How is EVE different from ChatGPT?
ChatGPT is a general-purpose AI assistant — it can write, summarize, and reason but it does not build deployed workspaces. EVE is purpose-built to generate Taskade Genesis workspaces — its outputs are Projects, Agents, and Automations that ship as a deployed app. EVE has access to a Virtual File System, persistent Project memory, slash commands, the Ask-Questions tool, and 22+ workspace tools. ChatGPT is for conversation; EVE is for workspace generation.
Can EVE talk to my team members' agents?
Yes. EVE operates in the same workspace as your team's custom Agents v2 and can read their prompts, persistent memory, and tool configurations. When EVE builds new apps in the workspace, it can wire new Agents alongside existing ones. The shared Workspace DNA graph means EVE, your custom agents, and external MCP clients all read from and write to the same Memory.
Does EVE write code I can fork?
EVE writes workspace configuration — Projects, Agent prompts, Automation steps, Genesis App UI definitions. These are stored as JSON-like files in the Virtual File System. The Genesis File System Tree is exportable; the JSON configurations are portable. The output is workspace-shaped rather than React-shaped, which is the trade-off you accept for getting a deployed app on day one.
How do I use EVE?
Open /create in Taskade and describe what you want to build in plain language.

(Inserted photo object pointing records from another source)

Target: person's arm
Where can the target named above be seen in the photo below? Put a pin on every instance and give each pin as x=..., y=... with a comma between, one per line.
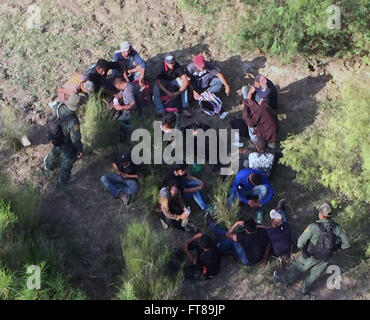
x=230, y=233
x=224, y=82
x=194, y=189
x=250, y=92
x=186, y=250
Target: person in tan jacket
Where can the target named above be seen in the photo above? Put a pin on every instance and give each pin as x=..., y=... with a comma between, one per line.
x=171, y=208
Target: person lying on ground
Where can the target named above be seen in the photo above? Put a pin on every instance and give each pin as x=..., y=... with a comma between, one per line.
x=98, y=75
x=65, y=137
x=206, y=264
x=77, y=84
x=130, y=65
x=171, y=208
x=251, y=187
x=262, y=124
x=123, y=182
x=129, y=97
x=279, y=233
x=250, y=245
x=204, y=76
x=189, y=186
x=318, y=243
x=263, y=91
x=172, y=75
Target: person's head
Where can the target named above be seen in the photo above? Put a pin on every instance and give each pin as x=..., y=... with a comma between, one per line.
x=126, y=159
x=74, y=102
x=173, y=187
x=120, y=83
x=255, y=179
x=170, y=61
x=250, y=225
x=168, y=122
x=276, y=219
x=88, y=86
x=125, y=49
x=206, y=242
x=260, y=81
x=324, y=211
x=199, y=61
x=179, y=169
x=102, y=67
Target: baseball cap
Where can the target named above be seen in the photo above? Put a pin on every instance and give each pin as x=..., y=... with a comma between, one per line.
x=74, y=102
x=124, y=46
x=275, y=215
x=199, y=61
x=169, y=58
x=324, y=209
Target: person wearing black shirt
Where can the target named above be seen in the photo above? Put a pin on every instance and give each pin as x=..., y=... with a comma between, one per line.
x=98, y=75
x=123, y=182
x=190, y=186
x=207, y=264
x=249, y=245
x=173, y=75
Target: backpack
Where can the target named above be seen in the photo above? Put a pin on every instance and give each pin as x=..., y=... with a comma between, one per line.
x=325, y=245
x=55, y=131
x=209, y=103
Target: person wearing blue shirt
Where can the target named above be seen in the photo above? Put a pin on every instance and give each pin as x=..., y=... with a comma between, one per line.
x=252, y=187
x=132, y=66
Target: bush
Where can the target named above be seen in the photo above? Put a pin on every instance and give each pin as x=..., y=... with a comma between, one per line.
x=336, y=154
x=289, y=27
x=146, y=254
x=97, y=130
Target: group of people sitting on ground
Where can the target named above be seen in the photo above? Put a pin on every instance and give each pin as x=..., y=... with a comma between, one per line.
x=248, y=240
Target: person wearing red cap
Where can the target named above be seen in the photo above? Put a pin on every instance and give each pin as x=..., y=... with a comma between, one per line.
x=204, y=76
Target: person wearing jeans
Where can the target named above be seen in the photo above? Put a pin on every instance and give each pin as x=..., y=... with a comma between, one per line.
x=172, y=76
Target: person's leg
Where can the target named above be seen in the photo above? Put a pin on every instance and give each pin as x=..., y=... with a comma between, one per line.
x=215, y=85
x=52, y=158
x=68, y=159
x=130, y=186
x=112, y=183
x=184, y=95
x=314, y=274
x=197, y=196
x=240, y=252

EVE asks any clarifying questions, plans the build, and ships the deployed app to /share/apps/{id}. To evolve an existing app, open it and chat with EVE in the same way — 'add a Slack notification when a new lead comes in', 'add a churn-risk agent', 'change the pricing page to include monthly and annual toggles'. EVE handles the rest.
What does the EVE name mean?
EVE stands for Entity of Vision and Execution. The name captures the meta-agent's dual role — vision (planning, asking clarifying questions, mapping the workspace structure) and execution (building Projects, wiring Agents, configuring Automations). The internal codename TAA is never used in public Taskade content; EVE is the canonical user-facing name.
Can EVE see external context via MCP?
Yes. EVE can call external MCP servers (Taskade-as-client model, v6.150) to pull context from Notion, Linear, GitHub, Sentry, and any compliant MCP server. This means EVE can build a workspace informed by your existing tools — a Genesis app that references Linear issues, GitHub PRs, or Notion docs the moment it ships. The bidirectional MCP support is what makes EVE practically useful for teams with existing tool stacks.